I put a new rack in my '07 SE V6 a few weeks ago and had it aligned at the dealership 3 times. Brand new Hunter rack, I figured nothing could go wrong. Once they dialed it in for the third time, I went in to look at the computer. It was perfect, every reading was absolutely dead on. The Camber readings were both -0.7 and -0.8, both in spec, I didn't think much of it.
The car still drove like crap. Crowned surfaces required me to put a ton of steering effort in to maintain the car tracking straight. I went back, they blamed it on my tires. It's not the tires - the car drove fine before the new steering rack.
After a week of checking and re-checking the tie rods, ball joints, and everything else to no avail, I came on TN to search for the issue. A member from a few years back suggested that more negative camber be added to help the car track better on crowned surfaces.
I went out in the garage, loosened the strut bolts on the passenger side, and pushed the knuckle in. This created a tiny bit more negative camber, then I tightened the bolts down. Oh my god! It's fixed!
This TINY bit of adjustment completely transformed how snappy my car handles. These cars definitely need at least 1 degree of negative camber. If I had to guess, I'm probably at -1.3º right now. The wheel now points dead straight on ANY surface.
For anyone with a wandering Camry that is apparently "aligned," pop off your wheels and give yourself some negative camber, you might LOVE the result! It only took me 5-10 minutes per side.

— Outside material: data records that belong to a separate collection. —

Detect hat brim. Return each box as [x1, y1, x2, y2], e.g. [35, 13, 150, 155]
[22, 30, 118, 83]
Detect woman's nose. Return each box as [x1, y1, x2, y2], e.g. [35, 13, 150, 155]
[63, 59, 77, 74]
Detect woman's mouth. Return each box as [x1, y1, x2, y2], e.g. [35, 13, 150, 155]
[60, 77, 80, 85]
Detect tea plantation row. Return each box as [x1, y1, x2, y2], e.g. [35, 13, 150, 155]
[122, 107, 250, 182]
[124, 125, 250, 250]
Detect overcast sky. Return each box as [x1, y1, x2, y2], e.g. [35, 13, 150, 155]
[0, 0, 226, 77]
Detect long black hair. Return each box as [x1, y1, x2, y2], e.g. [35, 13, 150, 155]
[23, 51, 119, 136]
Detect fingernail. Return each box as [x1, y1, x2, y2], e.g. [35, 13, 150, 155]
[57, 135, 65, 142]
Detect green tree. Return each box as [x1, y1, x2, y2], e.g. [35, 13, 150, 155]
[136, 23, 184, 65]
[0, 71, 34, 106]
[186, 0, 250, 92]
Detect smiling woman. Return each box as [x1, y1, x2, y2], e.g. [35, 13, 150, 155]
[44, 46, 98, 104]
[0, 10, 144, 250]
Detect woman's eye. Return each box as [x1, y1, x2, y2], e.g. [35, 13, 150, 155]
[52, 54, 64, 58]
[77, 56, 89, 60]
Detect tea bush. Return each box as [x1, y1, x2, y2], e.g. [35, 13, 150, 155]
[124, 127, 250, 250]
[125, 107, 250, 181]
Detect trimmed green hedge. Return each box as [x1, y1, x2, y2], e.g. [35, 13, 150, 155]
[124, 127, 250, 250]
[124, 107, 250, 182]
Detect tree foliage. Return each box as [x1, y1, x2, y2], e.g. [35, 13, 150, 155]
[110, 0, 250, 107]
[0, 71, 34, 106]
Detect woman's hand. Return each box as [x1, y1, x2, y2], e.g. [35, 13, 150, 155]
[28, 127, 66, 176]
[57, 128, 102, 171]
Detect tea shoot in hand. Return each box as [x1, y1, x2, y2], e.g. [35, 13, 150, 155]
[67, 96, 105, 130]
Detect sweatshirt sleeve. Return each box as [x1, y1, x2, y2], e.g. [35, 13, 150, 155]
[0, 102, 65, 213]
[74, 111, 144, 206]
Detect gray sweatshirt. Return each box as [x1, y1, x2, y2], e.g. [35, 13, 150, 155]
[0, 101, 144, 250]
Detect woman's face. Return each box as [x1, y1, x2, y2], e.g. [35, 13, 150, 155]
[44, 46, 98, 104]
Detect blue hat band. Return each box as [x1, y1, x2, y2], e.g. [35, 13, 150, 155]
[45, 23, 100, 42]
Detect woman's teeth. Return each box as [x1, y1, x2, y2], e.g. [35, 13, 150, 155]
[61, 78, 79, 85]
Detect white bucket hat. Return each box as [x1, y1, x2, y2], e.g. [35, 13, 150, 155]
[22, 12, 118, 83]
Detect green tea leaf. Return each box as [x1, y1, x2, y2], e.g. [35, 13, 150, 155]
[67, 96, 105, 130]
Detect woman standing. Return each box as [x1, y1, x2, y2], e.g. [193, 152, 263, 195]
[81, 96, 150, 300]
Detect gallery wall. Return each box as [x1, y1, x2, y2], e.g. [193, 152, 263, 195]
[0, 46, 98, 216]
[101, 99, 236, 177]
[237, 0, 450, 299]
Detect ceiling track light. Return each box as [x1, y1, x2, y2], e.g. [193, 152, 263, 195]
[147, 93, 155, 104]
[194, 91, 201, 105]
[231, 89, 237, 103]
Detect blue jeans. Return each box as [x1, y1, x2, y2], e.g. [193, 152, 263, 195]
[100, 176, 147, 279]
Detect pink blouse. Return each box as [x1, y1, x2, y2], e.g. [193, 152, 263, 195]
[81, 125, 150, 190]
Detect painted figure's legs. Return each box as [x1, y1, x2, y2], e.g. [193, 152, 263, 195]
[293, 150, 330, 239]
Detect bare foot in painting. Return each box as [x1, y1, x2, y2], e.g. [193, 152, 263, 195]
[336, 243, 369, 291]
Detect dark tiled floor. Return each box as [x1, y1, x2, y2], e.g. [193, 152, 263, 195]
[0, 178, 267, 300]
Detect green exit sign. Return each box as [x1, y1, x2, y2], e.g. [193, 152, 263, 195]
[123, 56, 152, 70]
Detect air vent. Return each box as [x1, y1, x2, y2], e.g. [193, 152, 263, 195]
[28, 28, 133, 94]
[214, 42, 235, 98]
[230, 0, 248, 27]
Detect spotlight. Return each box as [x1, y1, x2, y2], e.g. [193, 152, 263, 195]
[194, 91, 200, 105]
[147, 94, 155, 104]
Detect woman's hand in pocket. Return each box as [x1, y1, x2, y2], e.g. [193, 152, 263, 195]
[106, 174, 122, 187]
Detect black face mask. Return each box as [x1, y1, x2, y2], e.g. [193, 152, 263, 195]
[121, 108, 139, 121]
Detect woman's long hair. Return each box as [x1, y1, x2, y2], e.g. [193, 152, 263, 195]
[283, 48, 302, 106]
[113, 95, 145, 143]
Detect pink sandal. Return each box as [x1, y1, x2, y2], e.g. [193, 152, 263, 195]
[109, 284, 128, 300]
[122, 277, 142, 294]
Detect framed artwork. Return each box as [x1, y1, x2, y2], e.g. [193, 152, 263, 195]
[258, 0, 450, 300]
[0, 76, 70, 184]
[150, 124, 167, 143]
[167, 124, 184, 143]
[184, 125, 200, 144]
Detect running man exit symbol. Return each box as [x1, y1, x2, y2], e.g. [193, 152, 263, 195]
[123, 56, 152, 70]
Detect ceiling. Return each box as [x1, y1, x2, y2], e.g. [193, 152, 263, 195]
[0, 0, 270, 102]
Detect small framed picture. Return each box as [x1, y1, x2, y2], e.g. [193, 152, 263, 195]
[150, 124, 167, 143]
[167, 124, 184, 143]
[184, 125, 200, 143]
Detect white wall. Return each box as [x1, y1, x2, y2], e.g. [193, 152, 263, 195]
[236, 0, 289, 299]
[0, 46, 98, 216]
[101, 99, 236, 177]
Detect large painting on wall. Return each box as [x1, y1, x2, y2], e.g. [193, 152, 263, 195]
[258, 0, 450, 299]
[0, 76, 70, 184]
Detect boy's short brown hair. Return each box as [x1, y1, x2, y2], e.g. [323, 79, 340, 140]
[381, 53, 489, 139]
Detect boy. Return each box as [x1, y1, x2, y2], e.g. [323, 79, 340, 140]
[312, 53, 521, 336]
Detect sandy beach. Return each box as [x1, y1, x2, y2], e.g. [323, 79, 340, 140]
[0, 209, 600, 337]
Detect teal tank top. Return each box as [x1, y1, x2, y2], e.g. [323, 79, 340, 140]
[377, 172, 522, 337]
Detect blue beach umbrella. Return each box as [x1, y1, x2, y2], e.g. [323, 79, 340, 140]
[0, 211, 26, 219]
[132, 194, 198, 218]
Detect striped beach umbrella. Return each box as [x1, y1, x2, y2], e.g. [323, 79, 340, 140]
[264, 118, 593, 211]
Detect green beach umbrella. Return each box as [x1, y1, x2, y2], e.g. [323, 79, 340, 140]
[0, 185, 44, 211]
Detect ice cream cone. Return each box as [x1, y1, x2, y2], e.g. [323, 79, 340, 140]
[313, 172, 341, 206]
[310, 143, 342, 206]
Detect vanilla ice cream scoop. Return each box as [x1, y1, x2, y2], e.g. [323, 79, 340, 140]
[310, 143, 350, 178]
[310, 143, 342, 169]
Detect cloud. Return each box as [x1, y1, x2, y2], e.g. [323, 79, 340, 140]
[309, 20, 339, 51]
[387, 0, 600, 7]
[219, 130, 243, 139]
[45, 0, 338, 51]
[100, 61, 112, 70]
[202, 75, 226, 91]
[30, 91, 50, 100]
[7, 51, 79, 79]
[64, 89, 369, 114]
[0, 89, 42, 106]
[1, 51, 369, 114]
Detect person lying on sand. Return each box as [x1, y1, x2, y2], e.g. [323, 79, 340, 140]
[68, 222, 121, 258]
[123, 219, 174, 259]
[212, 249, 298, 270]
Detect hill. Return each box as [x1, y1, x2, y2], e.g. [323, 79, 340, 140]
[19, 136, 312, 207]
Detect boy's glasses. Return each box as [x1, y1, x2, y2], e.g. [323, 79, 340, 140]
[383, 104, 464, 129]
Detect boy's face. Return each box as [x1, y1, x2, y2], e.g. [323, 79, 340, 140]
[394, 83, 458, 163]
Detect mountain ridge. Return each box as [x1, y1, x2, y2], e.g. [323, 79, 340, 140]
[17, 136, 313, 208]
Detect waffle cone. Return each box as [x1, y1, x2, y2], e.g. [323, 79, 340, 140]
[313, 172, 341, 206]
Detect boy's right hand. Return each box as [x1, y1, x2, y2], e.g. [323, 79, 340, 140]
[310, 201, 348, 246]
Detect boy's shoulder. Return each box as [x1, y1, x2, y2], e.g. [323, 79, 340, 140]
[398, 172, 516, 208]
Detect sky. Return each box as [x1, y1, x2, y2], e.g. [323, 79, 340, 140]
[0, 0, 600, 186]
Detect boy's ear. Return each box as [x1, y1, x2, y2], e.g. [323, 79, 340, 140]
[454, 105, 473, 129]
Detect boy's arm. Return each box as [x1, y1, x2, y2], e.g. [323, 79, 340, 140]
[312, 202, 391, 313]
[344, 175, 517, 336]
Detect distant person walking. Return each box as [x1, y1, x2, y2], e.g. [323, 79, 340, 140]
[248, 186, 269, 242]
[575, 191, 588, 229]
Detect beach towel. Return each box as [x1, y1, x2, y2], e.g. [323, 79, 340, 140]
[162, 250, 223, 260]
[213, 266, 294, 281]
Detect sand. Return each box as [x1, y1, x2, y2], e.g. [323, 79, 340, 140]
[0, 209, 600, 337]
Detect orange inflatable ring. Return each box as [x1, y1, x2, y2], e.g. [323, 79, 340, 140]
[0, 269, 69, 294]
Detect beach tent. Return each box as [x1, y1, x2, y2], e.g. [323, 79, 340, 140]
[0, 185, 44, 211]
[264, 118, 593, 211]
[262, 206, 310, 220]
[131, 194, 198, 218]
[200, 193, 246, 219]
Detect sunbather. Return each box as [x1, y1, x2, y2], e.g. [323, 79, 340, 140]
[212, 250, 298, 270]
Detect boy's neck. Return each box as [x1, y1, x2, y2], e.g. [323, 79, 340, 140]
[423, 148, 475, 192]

I've never worked on the suspension before. Do you have pictures or a video that might show what I would need to do to make this adjustment? My car pulls fairly hard to the left right now.
Is the pull something new or is it only after a confirmed perfect alignment? I wouldn't adjust it unless you know the toe settings are perfect. My Camry's camber was perfectly fine from the factory before I messed with the struts a few months ago.